I think this is eminently doable. Imagine a world where we could have the execution flow trace bounce between a whole series of microservices, losslessly! It's worth noting, however, that it would require an investment in keeping things simple; and in particular, controversially, not leaning on the language's type system too much, since it will not translate well if your program would like to interact with programs in other languages. Simplicity would be key here. Maps, arrays, and strings.

---

Lastly, I said earlier I have a library. It's true. (I have two libraries, actually; one in which I tried to use the Go type system more heavily, and included stack traces -- both of which I've come to regard as Mistakes over time and practice; I'll not speak of that one.)

Gophers might be interested in this, but also I'd love commentary from folk of other language backgrounds:

https://godoc.org/github.com/polydawn/go-errcat

This library is an experiment, but using it in several projects has been very pleasing so far. It has many of the same ideas as in this blog, particularly "categories" (which are a clear equivalent of "kinds" -- what's in a name?). Some ideas are taken slightly farther: namely, there is one schema for serializing these errors, and it very clearly coerces things into string types early in the program: the intention of this is to make sure your program logic has exactly as much information available to it as another program will if deserializing this error later; any more information being available in the original process would be a form of moral hazard, tempting you to write logic which would be impossible to replicate in external process.

The main experiment I have in mind with this library is what's the appropriate scope for a kind/category? Does it map cleanly to packages? Whole programs?
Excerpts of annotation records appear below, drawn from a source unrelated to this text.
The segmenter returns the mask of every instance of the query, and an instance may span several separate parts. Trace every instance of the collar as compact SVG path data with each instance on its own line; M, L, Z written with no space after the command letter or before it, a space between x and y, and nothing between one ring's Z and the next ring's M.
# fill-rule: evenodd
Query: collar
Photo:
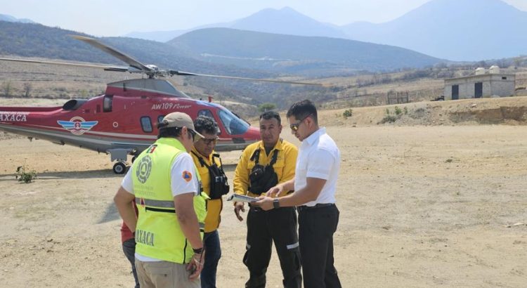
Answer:
M195 153L195 155L197 155L197 157L199 157L204 159L205 161L207 161L208 162L207 163L208 164L210 164L211 163L212 163L212 155L214 154L214 153L216 153L216 152L214 150L212 150L212 153L211 153L210 155L209 155L209 157L204 157L201 153L200 153L199 152L197 152L197 150L196 150L196 148L193 147L193 146L192 148L192 152L193 152L194 153ZM193 156L195 156L195 155L193 155Z
M283 150L283 145L282 143L284 142L284 139L282 139L281 138L278 138L278 140L276 142L276 144L275 144L275 147L273 148L271 150ZM258 148L261 149L263 151L266 150L266 147L264 146L264 141L260 140L260 143L258 144Z
M326 133L326 128L320 127L318 130L315 131L311 135L310 135L308 138L304 139L304 141L306 141L309 145L312 145L321 135L323 135L325 133Z

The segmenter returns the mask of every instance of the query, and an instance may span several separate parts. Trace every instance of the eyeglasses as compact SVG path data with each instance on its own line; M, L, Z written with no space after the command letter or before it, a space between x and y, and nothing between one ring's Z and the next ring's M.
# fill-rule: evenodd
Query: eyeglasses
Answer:
M203 138L201 140L202 141L203 141L204 143L205 143L205 145L211 145L211 143L216 145L216 143L218 142L217 138L212 138L212 139Z
M304 122L304 120L306 119L307 117L310 117L311 115L313 115L313 114L310 114L306 116L305 117L301 119L298 122L289 125L289 128L291 128L291 130L292 130L294 131L297 131L298 130L298 126L300 126L300 124Z

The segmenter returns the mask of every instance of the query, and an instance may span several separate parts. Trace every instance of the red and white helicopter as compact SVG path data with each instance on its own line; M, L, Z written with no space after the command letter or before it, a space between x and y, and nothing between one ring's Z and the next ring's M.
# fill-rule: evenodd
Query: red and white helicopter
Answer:
M184 112L193 119L199 115L214 118L219 129L216 148L218 151L243 150L260 138L258 129L222 105L210 100L190 98L169 81L160 78L174 75L204 76L319 85L160 70L155 65L144 65L93 38L72 37L112 55L129 67L11 58L0 58L0 60L101 67L106 71L141 73L146 77L110 83L104 94L88 100L70 100L62 107L0 107L0 130L24 135L30 140L44 139L110 154L111 161L117 161L113 166L116 174L126 171L128 155L138 155L157 139L156 124L164 115L174 111Z

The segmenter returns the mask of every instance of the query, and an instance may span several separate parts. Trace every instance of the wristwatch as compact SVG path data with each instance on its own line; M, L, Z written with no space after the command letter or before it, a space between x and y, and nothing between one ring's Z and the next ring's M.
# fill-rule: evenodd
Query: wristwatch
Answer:
M273 208L278 209L280 208L280 199L278 198L275 199L273 200Z
M203 247L197 248L197 249L193 248L192 249L193 249L193 251L194 251L194 253L195 253L197 254L200 254L203 253Z

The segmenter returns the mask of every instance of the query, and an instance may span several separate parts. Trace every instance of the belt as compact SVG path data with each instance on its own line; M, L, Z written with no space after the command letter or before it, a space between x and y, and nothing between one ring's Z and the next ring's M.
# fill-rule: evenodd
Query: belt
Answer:
M301 206L297 206L297 209L299 212L305 211L305 210L311 210L311 209L315 209L317 208L322 208L322 207L328 207L330 206L334 206L334 203L318 203L318 204L315 206L306 206L306 205L301 205Z

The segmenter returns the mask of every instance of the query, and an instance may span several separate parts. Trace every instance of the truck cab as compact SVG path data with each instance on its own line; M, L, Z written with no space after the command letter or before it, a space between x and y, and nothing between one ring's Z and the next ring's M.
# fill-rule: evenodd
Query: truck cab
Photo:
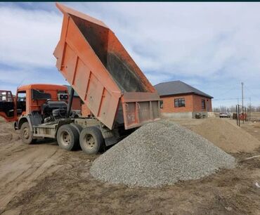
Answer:
M20 129L25 122L32 128L34 124L43 122L41 114L47 101L67 103L67 89L60 85L22 86L17 89L15 96L11 91L0 90L0 116L6 122L14 122L15 129Z

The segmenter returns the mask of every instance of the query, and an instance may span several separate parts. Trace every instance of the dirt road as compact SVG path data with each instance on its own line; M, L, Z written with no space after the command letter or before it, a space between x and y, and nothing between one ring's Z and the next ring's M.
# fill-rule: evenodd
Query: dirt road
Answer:
M260 139L257 126L243 128ZM258 129L258 130L257 130ZM161 188L131 188L89 174L98 156L67 152L53 141L26 145L0 122L0 214L259 214L260 155L232 154L238 167Z

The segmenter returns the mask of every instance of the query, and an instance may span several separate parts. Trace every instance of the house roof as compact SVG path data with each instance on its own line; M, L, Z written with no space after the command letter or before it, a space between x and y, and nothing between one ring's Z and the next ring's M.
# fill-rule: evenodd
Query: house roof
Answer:
M212 96L181 81L160 83L155 85L155 88L160 96L193 93L213 98Z

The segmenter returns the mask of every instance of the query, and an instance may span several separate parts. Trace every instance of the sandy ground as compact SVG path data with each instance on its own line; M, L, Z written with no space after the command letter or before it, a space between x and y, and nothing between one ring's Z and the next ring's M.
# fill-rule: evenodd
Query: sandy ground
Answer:
M200 126L198 120L187 126ZM260 140L260 122L242 129ZM53 141L24 145L11 124L0 122L0 214L260 214L260 159L245 160L260 148L232 155L234 169L173 186L131 188L93 178L89 168L98 155L67 152Z

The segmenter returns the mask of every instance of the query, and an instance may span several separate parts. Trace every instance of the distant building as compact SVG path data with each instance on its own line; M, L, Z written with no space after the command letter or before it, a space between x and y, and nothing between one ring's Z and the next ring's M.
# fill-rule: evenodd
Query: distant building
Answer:
M212 96L181 81L160 83L155 86L160 98L163 117L194 118L197 113L207 117L212 112Z

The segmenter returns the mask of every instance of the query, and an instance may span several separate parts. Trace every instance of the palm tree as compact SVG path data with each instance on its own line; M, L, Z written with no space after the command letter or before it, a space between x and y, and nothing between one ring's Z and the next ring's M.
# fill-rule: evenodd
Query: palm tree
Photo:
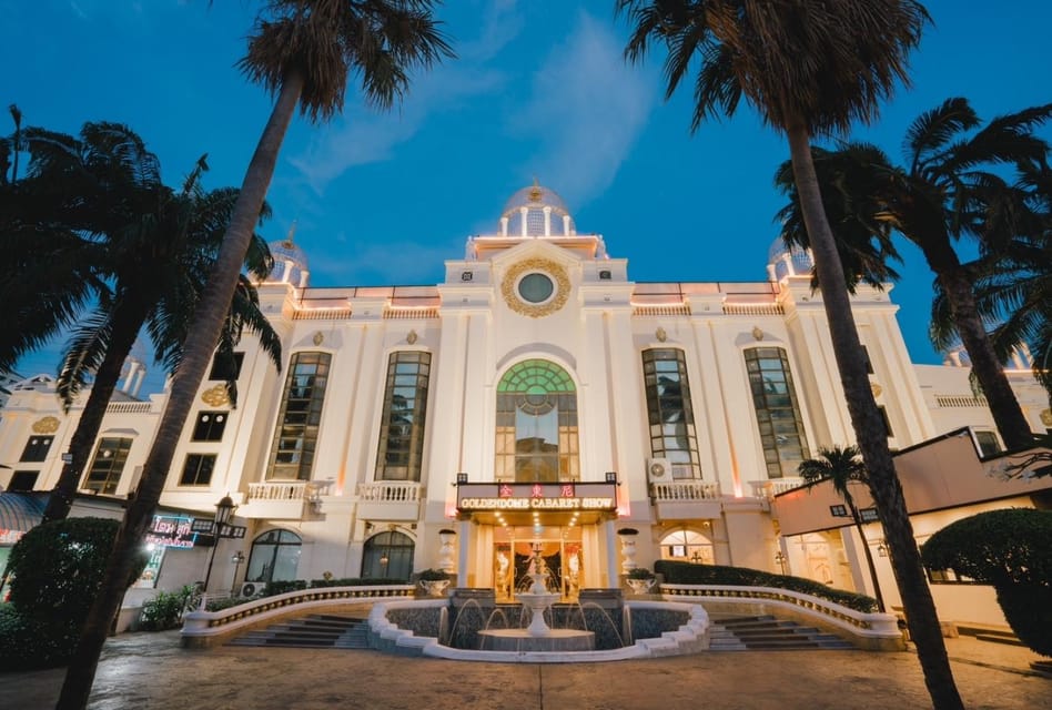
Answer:
M732 115L745 98L788 138L840 383L910 632L935 707L961 708L810 151L812 136L876 118L879 100L908 81L907 55L928 12L912 0L617 0L616 11L634 26L625 50L630 61L641 60L651 42L667 50L666 97L698 67L692 129L710 115Z
M99 653L120 605L122 580L160 499L179 436L219 343L223 315L296 106L312 121L332 118L343 106L351 73L361 77L366 101L382 109L393 105L407 90L412 70L453 57L432 17L434 4L434 0L270 0L257 19L240 67L277 94L274 109L190 325L193 337L172 379L168 406L71 660L59 708L80 709L88 702Z
M837 491L840 499L848 506L851 520L854 523L854 529L858 530L859 539L862 541L862 552L866 555L869 577L873 580L873 596L877 597L877 608L887 611L883 595L880 594L880 581L877 579L873 554L870 551L869 542L866 541L866 534L862 531L862 514L859 513L859 507L854 503L854 496L851 495L850 489L850 484L854 483L869 485L869 478L866 476L866 464L859 457L858 447L819 447L818 458L805 459L797 467L797 470L800 478L803 479L805 488L811 489L828 480L832 484L833 490Z
M51 334L77 321L58 379L67 412L89 375L94 376L70 443L70 460L63 464L44 510L43 520L49 521L69 515L121 367L144 326L155 358L170 372L178 367L188 322L237 192L205 192L201 187L208 170L203 158L180 191L166 187L156 156L123 125L87 123L79 138L38 129L26 133L29 178L17 183L26 214L4 224L11 229L4 230L8 243L19 255L20 278L6 281L0 294L19 314L14 337L22 336L23 326L32 335L22 336L22 342L12 338L12 352L43 335L32 331L29 316L45 316L42 323ZM29 215L34 219L26 219ZM49 222L41 223L42 219ZM273 265L259 235L253 236L246 265L257 277ZM27 272L39 280L26 278ZM27 282L33 287L12 287ZM54 295L75 307L40 314L37 284L52 284ZM83 316L79 312L85 310L87 296L93 296L94 303ZM233 348L247 327L280 366L279 337L256 306L255 290L245 281L229 308L229 336L222 348Z
M1025 448L1032 437L1030 425L1004 375L995 348L987 336L985 322L975 303L973 277L961 263L953 243L972 237L988 254L1003 251L1025 227L1024 194L995 170L1005 165L1043 163L1049 145L1033 130L1052 116L1052 104L1025 109L990 121L980 120L965 99L948 99L923 113L907 131L904 166L894 166L872 146L850 143L829 154L818 151L816 163L854 164L853 172L838 174L842 182L822 187L850 193L850 207L863 223L893 227L920 247L935 273L952 329L960 336L972 364L1001 438L1009 448ZM867 150L868 149L868 150ZM817 150L817 149L812 149ZM860 154L862 151L864 154ZM827 171L826 176L830 178ZM819 171L821 180L823 172ZM790 204L782 211L800 209L789 187ZM797 231L795 241L805 241ZM938 332L937 325L937 332ZM943 326L943 331L945 326ZM937 344L943 344L937 338Z

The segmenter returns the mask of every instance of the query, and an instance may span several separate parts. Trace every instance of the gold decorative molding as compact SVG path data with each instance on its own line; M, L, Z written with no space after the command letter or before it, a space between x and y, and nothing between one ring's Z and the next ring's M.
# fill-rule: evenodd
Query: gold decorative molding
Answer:
M214 387L209 387L201 393L201 402L212 407L222 407L230 404L230 395L226 394L226 385L220 383Z
M555 282L555 293L544 303L527 303L516 293L515 287L519 280L534 272L545 274ZM508 307L530 318L542 318L560 310L569 298L569 276L566 275L566 270L550 258L523 260L513 265L500 282L500 295L504 296L504 302L508 304Z
M59 430L58 417L40 417L33 422L33 434L54 434Z

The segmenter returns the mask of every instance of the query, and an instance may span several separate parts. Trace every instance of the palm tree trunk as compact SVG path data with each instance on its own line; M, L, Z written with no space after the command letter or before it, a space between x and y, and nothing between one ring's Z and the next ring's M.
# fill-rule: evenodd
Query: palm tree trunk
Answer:
M1009 384L1008 376L1001 362L993 352L982 316L975 305L975 292L968 273L961 266L953 247L941 241L938 244L919 244L924 252L924 258L947 295L950 314L961 336L961 344L972 363L972 372L982 387L993 415L998 433L1010 450L1019 450L1033 446L1033 435L1030 424L1023 416L1015 393Z
M931 589L921 567L920 551L913 538L902 486L891 460L883 420L869 387L862 346L844 286L843 267L822 207L818 175L811 159L811 136L802 123L787 132L793 179L800 195L800 211L803 213L815 267L822 288L822 305L826 308L833 354L840 371L840 384L859 450L866 462L870 490L884 528L891 567L899 595L902 597L910 635L917 645L924 683L937 710L963 710L964 704L950 670Z
M80 477L88 466L88 458L94 448L110 398L120 382L124 359L131 353L145 321L146 310L143 307L145 303L144 300L125 300L113 314L113 327L110 331L105 355L95 372L84 410L70 439L70 462L62 465L62 473L54 488L51 489L41 523L62 520L70 514Z
M80 641L70 660L65 681L62 683L62 692L55 706L57 710L83 710L88 704L88 696L94 682L102 645L105 642L110 623L117 616L124 589L128 587L135 550L142 542L158 500L161 498L172 456L190 415L198 388L201 386L201 381L204 378L219 343L220 332L237 285L241 265L249 251L252 233L260 219L260 210L266 197L274 166L277 164L277 154L289 124L292 122L302 90L302 75L290 72L282 82L277 101L256 144L252 162L249 163L241 194L237 196L230 226L223 237L223 246L212 275L209 277L201 303L198 304L193 323L188 331L190 335L184 343L183 358L172 379L172 390L153 439L153 446L143 466L139 488L117 532L102 587L88 612Z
Something else entirely?

Shoothe · on Dec 7, 2017

Oh, it looks more and more like regular exceptions (nested errors, details, kinds).

dullgiulio · on Dec 7, 2017

But this has never been where Go tries to be different from exceptions.

The only difference is explicit vs implicit (or at most, annotated methods in a class, but that doesn't say where each exception could happen.)

Annotating Go errors has always been suggested. Others have done a very good job for nested errors (Dave Cheney in particular.)

As Go doesn't have inheritance and errors are just values, you could always do what is suggested here. Just make sure to implement the one function Error interface.

As the article says, it takes one afternoon of work and you have error handling tailor made for your project.

perfmode · on Dec 7, 2017

Except for control flow, which is my biggest gripe with exceptions.